I see my artworks as multidimensional/multifaceted. In my art, I aspire to capture the simultaneous experience of being. Something that can exist in art, but I feel can never be fully expressed in text, due to the linear nature of language. Nevertheless, I will try. I paint and make art nonstop throughout most of the day. My art is an internal conversation with myself, as well as an ongoing dialogue with art and its complexity. Material, form, content, and image – all come together in artworks that are multilayered and rich. Sometimes like an erupting geyser – an explosion or torrent, though not one of destruction but rather a force of flow, growth, and vitality. My works follow several predominant styles, in which there is an ever-shifting balance between shape and line and between image and abstraction. For me, the image is formed from a subconscious tangle, while at the same time, it also disintegrates into that abstract tangle. On the one hand, I feel that painting leads me and to a large extent also reveals itself before me. On the other hand, I have created entire series based on research I conducted on various writers, musicians, questions of gender, and more.
Gili Cohen was born in 1968, and lives and work in Tel Aviv-Jaffa, Israel. She holds a bachelor degree in Fine Art from the University of Haifa (1994), and studied in several private frameworks with prominent Israeli artists. Cohen works predominantly with painting and drawing in mixed media on various surfaces, alongside staged but untamed photography. Her works are an explosion of color and lines, woven into a powerful force of nature. This is an expanding tangle of figurative shapes that become abstract and vice versa. Her works contain figurative references to the presence of a body or different elements drawn from nature and culture.

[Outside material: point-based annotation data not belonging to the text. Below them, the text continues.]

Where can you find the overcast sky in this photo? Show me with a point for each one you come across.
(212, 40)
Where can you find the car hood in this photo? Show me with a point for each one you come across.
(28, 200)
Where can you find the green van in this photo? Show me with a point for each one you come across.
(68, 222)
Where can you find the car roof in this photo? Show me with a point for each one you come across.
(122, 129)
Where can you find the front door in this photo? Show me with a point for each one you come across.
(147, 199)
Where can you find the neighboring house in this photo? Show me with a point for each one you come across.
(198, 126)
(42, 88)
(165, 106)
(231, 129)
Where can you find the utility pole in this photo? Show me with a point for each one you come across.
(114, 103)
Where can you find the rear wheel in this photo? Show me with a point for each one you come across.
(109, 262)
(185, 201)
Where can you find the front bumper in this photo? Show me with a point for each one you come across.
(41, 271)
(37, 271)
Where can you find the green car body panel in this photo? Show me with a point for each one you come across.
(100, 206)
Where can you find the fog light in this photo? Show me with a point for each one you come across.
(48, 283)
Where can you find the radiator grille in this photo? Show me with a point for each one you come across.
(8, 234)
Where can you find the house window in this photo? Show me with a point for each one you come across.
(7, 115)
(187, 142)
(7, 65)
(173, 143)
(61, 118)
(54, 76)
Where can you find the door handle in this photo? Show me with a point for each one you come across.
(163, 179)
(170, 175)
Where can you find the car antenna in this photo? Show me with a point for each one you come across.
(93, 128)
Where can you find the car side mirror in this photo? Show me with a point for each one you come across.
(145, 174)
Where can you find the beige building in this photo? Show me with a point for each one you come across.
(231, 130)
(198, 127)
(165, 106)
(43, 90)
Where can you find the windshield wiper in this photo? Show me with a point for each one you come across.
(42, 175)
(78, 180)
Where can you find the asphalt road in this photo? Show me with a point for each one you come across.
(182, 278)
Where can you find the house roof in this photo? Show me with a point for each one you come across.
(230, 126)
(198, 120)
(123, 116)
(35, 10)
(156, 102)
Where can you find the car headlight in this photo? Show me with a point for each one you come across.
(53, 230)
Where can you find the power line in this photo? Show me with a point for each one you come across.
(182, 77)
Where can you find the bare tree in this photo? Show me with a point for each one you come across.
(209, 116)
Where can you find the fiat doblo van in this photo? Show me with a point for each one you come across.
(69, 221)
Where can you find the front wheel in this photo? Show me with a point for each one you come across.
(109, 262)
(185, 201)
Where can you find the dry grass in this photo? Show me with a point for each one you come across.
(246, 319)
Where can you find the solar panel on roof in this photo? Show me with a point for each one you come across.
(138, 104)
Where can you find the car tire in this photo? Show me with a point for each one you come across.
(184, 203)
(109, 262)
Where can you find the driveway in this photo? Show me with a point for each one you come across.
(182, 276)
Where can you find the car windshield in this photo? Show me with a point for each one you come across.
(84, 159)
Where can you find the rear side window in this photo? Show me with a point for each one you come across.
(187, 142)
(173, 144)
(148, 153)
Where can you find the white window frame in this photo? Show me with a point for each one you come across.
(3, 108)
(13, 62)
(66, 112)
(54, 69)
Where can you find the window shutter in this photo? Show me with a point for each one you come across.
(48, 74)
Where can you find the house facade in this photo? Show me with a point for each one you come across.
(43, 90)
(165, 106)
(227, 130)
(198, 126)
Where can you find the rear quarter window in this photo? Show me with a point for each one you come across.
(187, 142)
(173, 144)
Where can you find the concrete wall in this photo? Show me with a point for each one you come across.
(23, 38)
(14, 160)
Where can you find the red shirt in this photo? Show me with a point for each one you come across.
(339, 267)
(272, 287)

Gili Cohen’s works are an explosion of color and lines, woven into a powerful force of nature. An expanding tangle of figurative shapes that become abstract and vice versa. Imbued with an endless movement of contraction and explosion, they simulate diffusion processes of osmosis and fusion. Her works, which hold figurative references, allude to the presence of a body or various elements drawn from nature. In all of them, categories are fluid: the landscape becomes a figure, which turns into colors and lines and back again. An endless process of movement that we experience when it is paused, as a frozen point in time. The painting, comprised of a stratified web of layers of paint and various textures, wishes to form a perspective on human reality: both external and emotional observation. The aspect of a mental pulse is manifested as abstract painting with changing temperaments. In most of her works, there is a constant struggle between a cold and a warm color palette and between the creation of a shape and its erasure and destruction. It is unclear whether the figures and landscapes that appear before us will disintegrate at any moment into the chaos of particles, or alternately, take shape and be immortalized as complete figures. And so, the viewer cannot look at Gili Cohen’s works in a state of calmness alone – they invite him on a journey and an adventure, trying to evoke his imagination and all of his senses. This is a viewing experience that demands of us to go back to the primal state of a looking and questioning child. As such, it prefers surrender and connection over knowledge and cerebral understanding.